Les audiences se poursuivent devant la Cour de Répression des Infractions Économiques et Financières (CRIEF) dans l’affaire impliquant Badra Koné et plusieurs autres prévenus. Ce mardi, les débats ont véritablement pris une nouvelle tournure avec l’examen de plusieurs exceptions soulevées par la défense.

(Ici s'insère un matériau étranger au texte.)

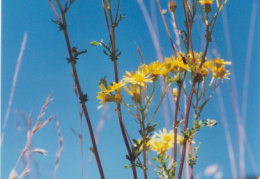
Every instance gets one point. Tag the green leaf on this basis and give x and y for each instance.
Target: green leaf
(94, 43)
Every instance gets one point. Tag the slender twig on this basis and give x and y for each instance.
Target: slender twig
(167, 29)
(114, 59)
(75, 74)
(17, 68)
(185, 128)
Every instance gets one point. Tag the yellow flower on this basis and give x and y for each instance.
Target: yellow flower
(206, 2)
(104, 99)
(175, 92)
(159, 146)
(196, 56)
(163, 141)
(139, 78)
(220, 72)
(135, 90)
(155, 69)
(116, 87)
(220, 62)
(203, 71)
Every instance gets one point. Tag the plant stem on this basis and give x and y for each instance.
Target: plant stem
(185, 128)
(75, 74)
(112, 37)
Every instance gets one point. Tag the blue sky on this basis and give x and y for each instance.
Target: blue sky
(45, 71)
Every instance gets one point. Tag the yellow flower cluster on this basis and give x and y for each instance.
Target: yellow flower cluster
(171, 66)
(163, 141)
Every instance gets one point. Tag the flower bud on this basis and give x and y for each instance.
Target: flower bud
(172, 6)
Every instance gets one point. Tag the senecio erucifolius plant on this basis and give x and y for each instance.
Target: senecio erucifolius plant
(186, 73)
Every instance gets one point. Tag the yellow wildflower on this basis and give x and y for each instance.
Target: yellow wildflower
(116, 86)
(220, 62)
(155, 69)
(159, 146)
(175, 92)
(134, 90)
(203, 71)
(104, 99)
(140, 77)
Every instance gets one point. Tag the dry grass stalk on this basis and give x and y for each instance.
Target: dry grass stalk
(18, 64)
(26, 150)
(58, 154)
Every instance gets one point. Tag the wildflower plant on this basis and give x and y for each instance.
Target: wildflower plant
(185, 73)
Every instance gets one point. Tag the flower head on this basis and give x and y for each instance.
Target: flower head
(140, 77)
(163, 141)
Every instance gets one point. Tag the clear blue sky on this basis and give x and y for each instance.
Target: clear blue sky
(45, 71)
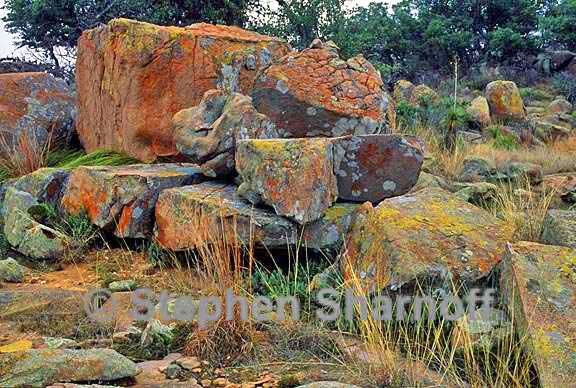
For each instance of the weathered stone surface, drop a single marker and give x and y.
(504, 100)
(537, 286)
(560, 105)
(329, 232)
(476, 169)
(207, 134)
(11, 271)
(187, 217)
(404, 91)
(35, 104)
(480, 111)
(25, 234)
(294, 176)
(560, 228)
(314, 93)
(122, 199)
(42, 367)
(133, 77)
(430, 236)
(374, 167)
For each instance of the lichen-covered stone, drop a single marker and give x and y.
(480, 111)
(314, 92)
(429, 236)
(187, 217)
(294, 176)
(504, 100)
(207, 134)
(560, 105)
(36, 105)
(329, 232)
(374, 167)
(122, 199)
(560, 228)
(538, 286)
(24, 233)
(11, 271)
(43, 367)
(133, 77)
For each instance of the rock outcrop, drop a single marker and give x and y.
(207, 134)
(375, 167)
(537, 286)
(122, 199)
(314, 93)
(190, 216)
(35, 107)
(429, 236)
(132, 77)
(504, 100)
(294, 176)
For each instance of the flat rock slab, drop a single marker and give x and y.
(42, 367)
(122, 199)
(293, 176)
(132, 77)
(187, 217)
(430, 236)
(538, 285)
(375, 167)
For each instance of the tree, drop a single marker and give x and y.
(558, 25)
(47, 25)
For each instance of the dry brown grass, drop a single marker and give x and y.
(26, 155)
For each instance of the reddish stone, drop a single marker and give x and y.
(132, 77)
(315, 93)
(375, 167)
(35, 103)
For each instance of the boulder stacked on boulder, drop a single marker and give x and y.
(132, 77)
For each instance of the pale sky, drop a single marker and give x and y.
(7, 46)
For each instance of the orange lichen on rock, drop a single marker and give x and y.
(430, 235)
(132, 77)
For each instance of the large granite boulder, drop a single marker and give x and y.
(188, 217)
(537, 286)
(122, 199)
(375, 167)
(207, 133)
(35, 105)
(293, 176)
(504, 100)
(313, 92)
(132, 77)
(43, 367)
(430, 236)
(24, 233)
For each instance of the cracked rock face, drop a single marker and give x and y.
(122, 199)
(314, 93)
(36, 104)
(188, 217)
(132, 77)
(431, 236)
(294, 176)
(207, 134)
(375, 167)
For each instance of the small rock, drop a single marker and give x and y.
(11, 271)
(122, 286)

Dès l’ouverture de l’audience, les avocats de Badra Koné ont tenté d’obtenir une suspension des poursuites, invoquant des dispositions du code électoral. Selon eux, leur client ne pouvait faire l’objet de poursuites avant la proclamation officielle des résultats électoraux, sauf en cas de flagrant délit. La défense a ainsi estimé que les faits reprochés ne répondaient pas aux critères de cette exception juridique.
Face à cette argumentation, le ministère public a affiché une position ferme. Le procureur spécial a contesté la validité de cette requête, estimant qu’elle ne reposait pas sur des bases juridiques solides. Il a rappelé que la CRIEF dispose d’un cadre légal spécifique lui permettant d’examiner des dossiers liés aux infractions économiques et financières, indépendamment de certains privilèges de juridiction.
Les représentants de la partie civile ont également soutenu cette lecture, demandant à la Cour de poursuivre l’instruction du dossier sans interruption.
Après une suspension de séance destinée à permettre aux magistrats de délibérer, la Cour a finalement rendu sa décision. La demande de mise en liberté provisoire introduite par la défense a été rejetée. Les juges ont également écarté l’exception soulevée, considérant qu’elle ne constituait pas un obstacle à la poursuite des débats.
Cette décision ouvre ainsi la voie à la poursuite de l’examen du fond de l’affaire, dans un dossier qui continue de retenir l’attention de l’opinion publique et du monde judiciaire.